I have trouble with it:

for example:

i made a page "la Manoeuvre d'ortolani"

i wrote some words:

"la manoeuvre d'ortolani est destinée à tester la hanche des nourissons"

well, ok, it's in french ;-)

the big bad trouble is:

when i search the word ORTOLANI, the mediawiki find ... nothing because for
mediawiki
"D'Ortolani" is ONE WORD but in french "D'ortolani" is a contraction of TWO WORDS
"DE + ORTOLANI" = "D'ORTOLANI"

I'm tired to modified all the page by writing this for trying to correct this:

"Manoeuvre d'ortolani (ortolani)"

could you try to fix it ?

thank you

sorry my english is ... bad really.


Version: unspecified
Severity: normal

Details

Reference
bz9598

Event Timeline

bzimport raised the priority of this task from to Medium.Nov 21 2014, 9:39 PM
bzimport set Reference to bz9598.
bzimport added a subscriber: Unknown Object (MLST).

The search engine use mysql Full-Text search engine, according to
the documentation [1] the apostrophe ' and underscore _ are considered
as part of the word.

The bug got fixed in mysql 5.1.6 [2]

Marking bug as

[1] http://dev.mysql.com/doc/refman/5.1/en/fulltext-fine-tuning.html
[2] MySQL bug report : http://bugs.mysql.com/bug.php?id=14194

ayg wrote:

That's MySQL fulltext. Wikimedia doesn't use that, so I doubt the bug was filed
with that in mind. This should be filed against Lucene, presumably. I don't
know if this is fixable on our end, though?

Lucene doesn't have this problem. reclosing.

[Merging "MediaWiki extensions/Lucene Search" into "Wikimedia/lucene-search2", see bug 46542. You can filter bugmail for: search-component-merge-20130326 ]

This bug is still here

For example : https://en.wikipedia.org/w/index.php?title=Special%3ASearch&profile=default&search=Arc-en-Ciel&fulltext=Search "Arc-en-Ciel" doesn't match any "L'Arc-en-Ciel" (with L') directly.

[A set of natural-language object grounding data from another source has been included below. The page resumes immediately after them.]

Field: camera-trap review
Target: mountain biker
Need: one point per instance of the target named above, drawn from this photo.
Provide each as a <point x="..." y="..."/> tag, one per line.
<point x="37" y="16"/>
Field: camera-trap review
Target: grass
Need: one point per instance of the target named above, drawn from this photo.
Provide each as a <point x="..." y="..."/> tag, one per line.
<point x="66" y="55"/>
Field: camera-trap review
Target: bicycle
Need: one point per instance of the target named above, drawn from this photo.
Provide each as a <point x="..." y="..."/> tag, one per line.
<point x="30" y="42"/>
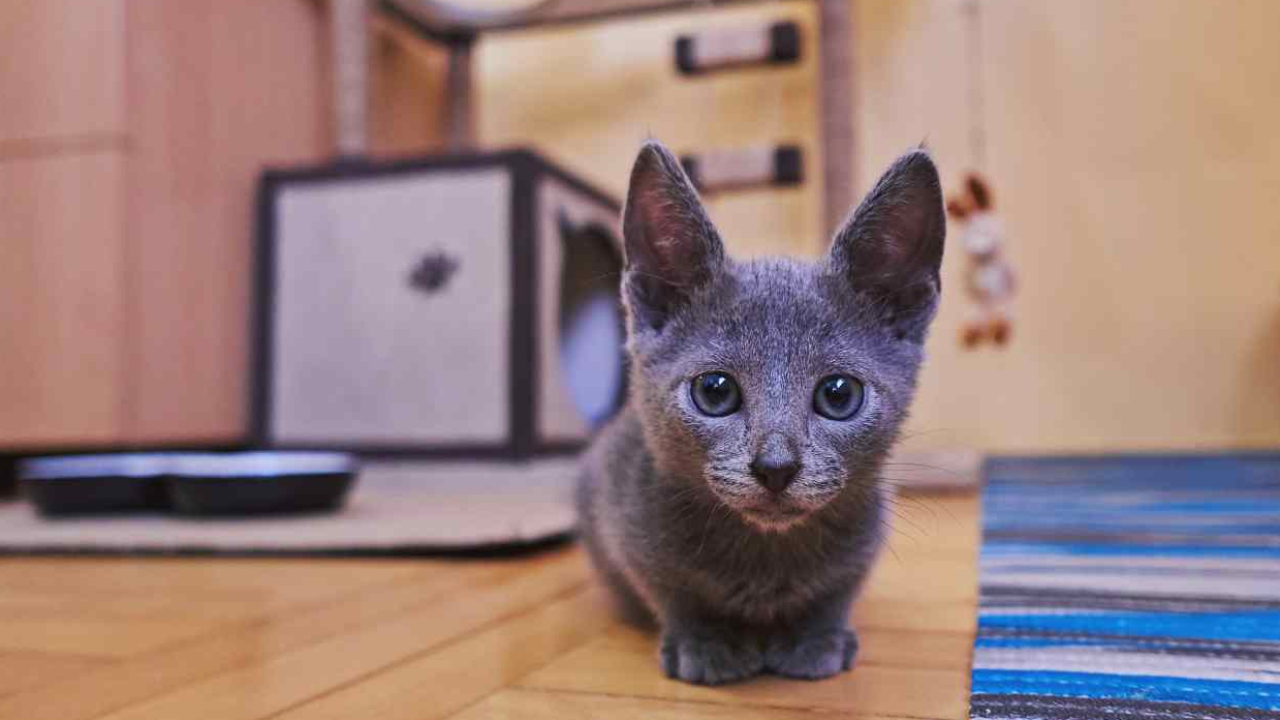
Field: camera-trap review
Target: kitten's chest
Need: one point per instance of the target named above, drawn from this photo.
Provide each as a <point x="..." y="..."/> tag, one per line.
<point x="767" y="597"/>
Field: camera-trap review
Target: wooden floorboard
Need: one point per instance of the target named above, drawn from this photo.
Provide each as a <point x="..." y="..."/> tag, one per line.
<point x="534" y="637"/>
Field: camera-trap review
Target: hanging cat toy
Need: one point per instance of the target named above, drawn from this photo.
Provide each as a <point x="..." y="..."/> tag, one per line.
<point x="988" y="278"/>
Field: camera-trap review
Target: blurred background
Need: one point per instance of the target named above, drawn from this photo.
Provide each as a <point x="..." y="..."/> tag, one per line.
<point x="1130" y="147"/>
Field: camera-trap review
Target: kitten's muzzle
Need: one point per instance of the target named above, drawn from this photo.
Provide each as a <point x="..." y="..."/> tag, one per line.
<point x="776" y="464"/>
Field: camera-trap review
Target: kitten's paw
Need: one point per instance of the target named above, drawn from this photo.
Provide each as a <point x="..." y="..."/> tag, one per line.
<point x="711" y="660"/>
<point x="812" y="656"/>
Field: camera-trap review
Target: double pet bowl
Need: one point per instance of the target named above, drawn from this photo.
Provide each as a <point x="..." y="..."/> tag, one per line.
<point x="188" y="483"/>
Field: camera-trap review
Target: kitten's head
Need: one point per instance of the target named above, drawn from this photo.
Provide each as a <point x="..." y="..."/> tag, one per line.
<point x="780" y="384"/>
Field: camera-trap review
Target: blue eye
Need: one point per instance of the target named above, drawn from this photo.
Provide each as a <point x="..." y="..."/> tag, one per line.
<point x="837" y="397"/>
<point x="716" y="395"/>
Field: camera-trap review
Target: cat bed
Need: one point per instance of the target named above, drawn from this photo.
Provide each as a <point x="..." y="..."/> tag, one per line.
<point x="1129" y="587"/>
<point x="398" y="507"/>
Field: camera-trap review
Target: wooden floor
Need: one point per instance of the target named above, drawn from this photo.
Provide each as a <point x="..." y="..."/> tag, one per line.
<point x="246" y="639"/>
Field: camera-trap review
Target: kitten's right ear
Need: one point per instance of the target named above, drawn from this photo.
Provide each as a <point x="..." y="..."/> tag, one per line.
<point x="671" y="246"/>
<point x="891" y="249"/>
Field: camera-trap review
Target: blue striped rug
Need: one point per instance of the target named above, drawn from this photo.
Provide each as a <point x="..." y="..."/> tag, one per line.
<point x="1132" y="588"/>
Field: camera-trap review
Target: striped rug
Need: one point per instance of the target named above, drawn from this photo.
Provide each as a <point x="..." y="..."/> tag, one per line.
<point x="1130" y="588"/>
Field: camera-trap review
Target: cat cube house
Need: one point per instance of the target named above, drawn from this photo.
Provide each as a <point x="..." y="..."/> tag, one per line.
<point x="460" y="306"/>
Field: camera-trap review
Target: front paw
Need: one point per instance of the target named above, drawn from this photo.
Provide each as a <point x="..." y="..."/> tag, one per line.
<point x="711" y="660"/>
<point x="812" y="656"/>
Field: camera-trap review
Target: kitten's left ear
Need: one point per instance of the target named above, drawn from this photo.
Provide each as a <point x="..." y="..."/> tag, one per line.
<point x="671" y="247"/>
<point x="890" y="250"/>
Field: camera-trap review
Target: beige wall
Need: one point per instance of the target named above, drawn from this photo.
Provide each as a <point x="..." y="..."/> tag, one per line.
<point x="1130" y="144"/>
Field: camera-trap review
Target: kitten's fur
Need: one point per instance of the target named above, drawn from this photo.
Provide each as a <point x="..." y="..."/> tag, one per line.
<point x="740" y="579"/>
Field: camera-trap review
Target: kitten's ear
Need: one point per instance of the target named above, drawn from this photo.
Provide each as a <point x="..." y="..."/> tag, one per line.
<point x="671" y="246"/>
<point x="891" y="249"/>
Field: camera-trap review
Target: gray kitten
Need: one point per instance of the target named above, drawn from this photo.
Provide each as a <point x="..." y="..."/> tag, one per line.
<point x="735" y="499"/>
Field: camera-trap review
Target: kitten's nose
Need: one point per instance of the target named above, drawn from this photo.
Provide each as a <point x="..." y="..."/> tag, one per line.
<point x="775" y="464"/>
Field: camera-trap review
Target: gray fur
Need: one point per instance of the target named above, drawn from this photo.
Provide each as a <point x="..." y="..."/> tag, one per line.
<point x="743" y="580"/>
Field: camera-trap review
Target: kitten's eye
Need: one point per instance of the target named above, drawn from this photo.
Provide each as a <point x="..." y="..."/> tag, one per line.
<point x="716" y="395"/>
<point x="837" y="397"/>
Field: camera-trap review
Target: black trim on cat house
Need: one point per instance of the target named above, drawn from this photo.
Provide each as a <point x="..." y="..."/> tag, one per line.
<point x="526" y="169"/>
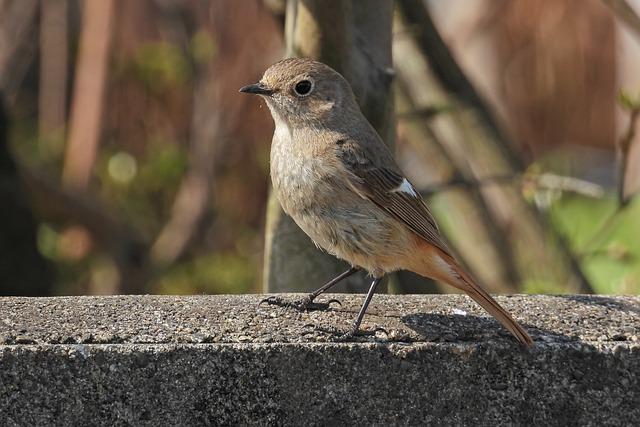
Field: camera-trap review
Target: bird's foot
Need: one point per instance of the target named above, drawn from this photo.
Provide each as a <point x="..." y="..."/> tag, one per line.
<point x="303" y="304"/>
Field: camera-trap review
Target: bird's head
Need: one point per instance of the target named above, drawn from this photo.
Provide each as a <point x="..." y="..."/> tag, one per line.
<point x="303" y="92"/>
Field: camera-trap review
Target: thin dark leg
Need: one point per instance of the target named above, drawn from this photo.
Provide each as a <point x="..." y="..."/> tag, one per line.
<point x="307" y="301"/>
<point x="330" y="284"/>
<point x="367" y="300"/>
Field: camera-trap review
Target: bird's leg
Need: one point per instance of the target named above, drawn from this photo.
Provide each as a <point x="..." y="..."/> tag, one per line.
<point x="341" y="336"/>
<point x="363" y="309"/>
<point x="306" y="302"/>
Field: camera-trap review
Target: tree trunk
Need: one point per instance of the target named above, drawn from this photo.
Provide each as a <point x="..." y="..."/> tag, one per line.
<point x="354" y="38"/>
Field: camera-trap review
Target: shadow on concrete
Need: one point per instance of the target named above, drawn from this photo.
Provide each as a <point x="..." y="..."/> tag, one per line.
<point x="454" y="328"/>
<point x="603" y="301"/>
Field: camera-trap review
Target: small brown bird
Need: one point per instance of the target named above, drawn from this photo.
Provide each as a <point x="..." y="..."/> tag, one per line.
<point x="336" y="178"/>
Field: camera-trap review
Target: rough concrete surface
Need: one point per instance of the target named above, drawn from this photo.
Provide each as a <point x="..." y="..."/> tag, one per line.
<point x="219" y="360"/>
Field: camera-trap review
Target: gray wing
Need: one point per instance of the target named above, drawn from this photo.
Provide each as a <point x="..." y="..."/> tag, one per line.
<point x="376" y="177"/>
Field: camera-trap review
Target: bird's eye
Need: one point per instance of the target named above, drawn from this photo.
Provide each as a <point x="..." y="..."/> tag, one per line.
<point x="303" y="87"/>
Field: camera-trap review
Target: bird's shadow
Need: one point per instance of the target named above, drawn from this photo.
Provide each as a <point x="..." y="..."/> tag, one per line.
<point x="435" y="327"/>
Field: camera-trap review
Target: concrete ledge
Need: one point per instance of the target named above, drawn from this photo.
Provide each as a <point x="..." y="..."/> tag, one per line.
<point x="150" y="360"/>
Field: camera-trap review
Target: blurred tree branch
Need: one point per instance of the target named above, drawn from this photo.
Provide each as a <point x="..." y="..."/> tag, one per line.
<point x="626" y="14"/>
<point x="17" y="42"/>
<point x="544" y="181"/>
<point x="623" y="199"/>
<point x="88" y="93"/>
<point x="476" y="142"/>
<point x="23" y="270"/>
<point x="53" y="66"/>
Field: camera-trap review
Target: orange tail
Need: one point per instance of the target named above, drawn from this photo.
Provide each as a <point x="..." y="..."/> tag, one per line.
<point x="466" y="284"/>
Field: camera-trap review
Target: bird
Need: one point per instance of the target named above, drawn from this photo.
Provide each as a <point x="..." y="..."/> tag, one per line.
<point x="333" y="174"/>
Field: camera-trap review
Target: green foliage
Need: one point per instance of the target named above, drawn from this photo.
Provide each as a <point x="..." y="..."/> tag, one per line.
<point x="612" y="263"/>
<point x="216" y="273"/>
<point x="146" y="196"/>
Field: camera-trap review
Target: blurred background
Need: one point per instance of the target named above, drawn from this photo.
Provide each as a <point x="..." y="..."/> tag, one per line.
<point x="129" y="162"/>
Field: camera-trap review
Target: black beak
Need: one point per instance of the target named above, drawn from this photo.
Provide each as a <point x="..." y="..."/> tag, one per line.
<point x="258" y="89"/>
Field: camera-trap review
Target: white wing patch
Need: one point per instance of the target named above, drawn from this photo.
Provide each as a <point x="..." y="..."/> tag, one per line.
<point x="405" y="187"/>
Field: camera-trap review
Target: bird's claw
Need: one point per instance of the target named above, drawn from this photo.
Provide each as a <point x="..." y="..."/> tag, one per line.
<point x="303" y="304"/>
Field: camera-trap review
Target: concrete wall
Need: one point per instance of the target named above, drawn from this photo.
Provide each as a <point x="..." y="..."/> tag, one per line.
<point x="223" y="360"/>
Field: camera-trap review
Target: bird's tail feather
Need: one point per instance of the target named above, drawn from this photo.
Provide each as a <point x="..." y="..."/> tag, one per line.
<point x="482" y="297"/>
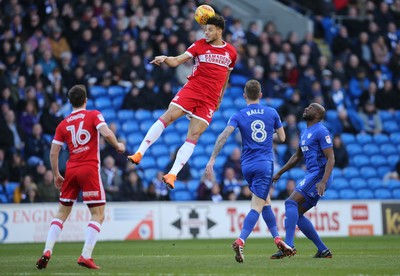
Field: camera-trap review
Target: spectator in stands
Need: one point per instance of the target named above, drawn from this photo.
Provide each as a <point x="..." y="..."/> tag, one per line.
<point x="395" y="174"/>
<point x="46" y="189"/>
<point x="160" y="190"/>
<point x="36" y="146"/>
<point x="132" y="188"/>
<point x="111" y="178"/>
<point x="289" y="188"/>
<point x="32" y="195"/>
<point x="340" y="151"/>
<point x="204" y="191"/>
<point x="371" y="119"/>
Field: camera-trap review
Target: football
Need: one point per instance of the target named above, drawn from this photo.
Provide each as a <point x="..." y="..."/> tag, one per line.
<point x="203" y="13"/>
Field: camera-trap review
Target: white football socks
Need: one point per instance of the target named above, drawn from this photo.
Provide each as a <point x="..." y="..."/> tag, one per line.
<point x="182" y="157"/>
<point x="53" y="234"/>
<point x="152" y="135"/>
<point x="92" y="233"/>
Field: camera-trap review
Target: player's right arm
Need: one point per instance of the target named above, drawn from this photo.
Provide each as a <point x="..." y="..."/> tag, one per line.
<point x="171" y="61"/>
<point x="107" y="133"/>
<point x="54" y="153"/>
<point x="290" y="164"/>
<point x="221" y="140"/>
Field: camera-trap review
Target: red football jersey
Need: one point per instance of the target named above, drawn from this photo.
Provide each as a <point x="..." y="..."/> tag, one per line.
<point x="80" y="131"/>
<point x="211" y="67"/>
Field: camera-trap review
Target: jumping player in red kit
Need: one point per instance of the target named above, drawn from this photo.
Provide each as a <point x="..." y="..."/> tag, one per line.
<point x="80" y="130"/>
<point x="201" y="95"/>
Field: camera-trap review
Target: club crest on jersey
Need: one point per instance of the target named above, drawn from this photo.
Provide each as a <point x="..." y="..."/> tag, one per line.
<point x="328" y="139"/>
<point x="101" y="118"/>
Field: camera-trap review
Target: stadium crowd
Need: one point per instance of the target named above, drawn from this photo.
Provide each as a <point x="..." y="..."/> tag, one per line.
<point x="48" y="46"/>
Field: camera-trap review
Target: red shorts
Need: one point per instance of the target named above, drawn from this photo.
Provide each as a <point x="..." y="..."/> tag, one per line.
<point x="202" y="109"/>
<point x="85" y="178"/>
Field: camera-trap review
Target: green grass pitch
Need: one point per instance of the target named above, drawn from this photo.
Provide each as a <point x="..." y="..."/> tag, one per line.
<point x="351" y="256"/>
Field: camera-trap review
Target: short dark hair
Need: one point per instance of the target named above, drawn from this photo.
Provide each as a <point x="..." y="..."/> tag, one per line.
<point x="77" y="95"/>
<point x="252" y="89"/>
<point x="217" y="20"/>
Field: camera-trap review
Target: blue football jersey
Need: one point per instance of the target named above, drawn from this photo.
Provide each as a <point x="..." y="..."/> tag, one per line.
<point x="257" y="124"/>
<point x="313" y="140"/>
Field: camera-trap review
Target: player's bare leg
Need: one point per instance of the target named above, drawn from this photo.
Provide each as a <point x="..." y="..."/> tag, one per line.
<point x="196" y="128"/>
<point x="173" y="112"/>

Compare with a search "L'Arc-en-Ciel" https://en.wikipedia.org/w/index.php?search=L%27Arc-en-Ciel&title=Special%3ASearch&fulltext=1

The "L'" should not be a part of the word, its another word.

Akeron: Could you please file a new bug report? This one got closed six years ago and nowadays issues for this problem to happen again are likely different. Thanks!